Irinotecan in relapsed or refractory non-Hodgkin's lymphomas. Indications of activity in a phase II trial.

Because irinotecan (CPT-11, Camptosar) is a topoisomerase I inhibitor with a broad spectrum of antitumor clinical activity, we investigated its activity in relapsed or refractory non-Hodgkin's lymphomas (NHLs). Irinotecan at 300 mg/m2 i.v. was administered every 21 days with intensive loperamide management of diarrhea. Responders received up to six treatment cycles. Of 44 registered patients, 32 are evaluable for response. Seventeen patients had received one previous regimen, and 15 patients had received two. Disease was refractory to the regimen preceding irinotecan in 12 patients.
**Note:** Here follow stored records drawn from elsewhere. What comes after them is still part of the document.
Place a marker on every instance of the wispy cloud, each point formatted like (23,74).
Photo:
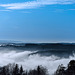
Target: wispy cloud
(35,4)
(5,10)
(71,9)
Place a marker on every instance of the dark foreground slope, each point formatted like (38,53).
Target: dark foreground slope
(14,69)
(69,70)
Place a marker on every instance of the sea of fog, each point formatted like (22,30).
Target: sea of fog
(30,59)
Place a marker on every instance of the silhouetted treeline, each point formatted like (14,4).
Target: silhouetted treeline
(69,70)
(14,69)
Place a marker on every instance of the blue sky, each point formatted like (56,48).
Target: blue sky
(37,20)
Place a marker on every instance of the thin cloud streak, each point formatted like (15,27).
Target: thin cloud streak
(35,4)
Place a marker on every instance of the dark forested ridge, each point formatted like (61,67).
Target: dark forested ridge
(14,69)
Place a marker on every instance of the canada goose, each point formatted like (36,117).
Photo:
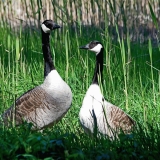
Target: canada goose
(47,103)
(95,110)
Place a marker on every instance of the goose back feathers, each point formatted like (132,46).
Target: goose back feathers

At baseline, serum lactate dehydrogenase levels were high in 47% (14/30), and beta-2-microglobulin levels were higher than 3.0 mg/L in 29% (8/28) of patients. Responses were seen in 12 of 32 (38%) patients (95% confidence interval [CI] = 21%-56%). Response rates were 43% for seven indolent (95% CI = 10%-82%), 0% for three mantle cell (95% CI = 0%-71%), 44% for 18 relapsed aggressive (95% CI = 22%-69%), and 20% for five refractory aggressive NHLs (95% CI = 1%-72%). Grade 3/4 toxicities included myelosuppression, neutropenic fever, and diarrhea. Irinotecan appears active and relatively well tolerated in patients with relapsed aggressive or indolent NHL. Accrual to this study is continuing for better determination of response rates in all histologic subtypes of NHL.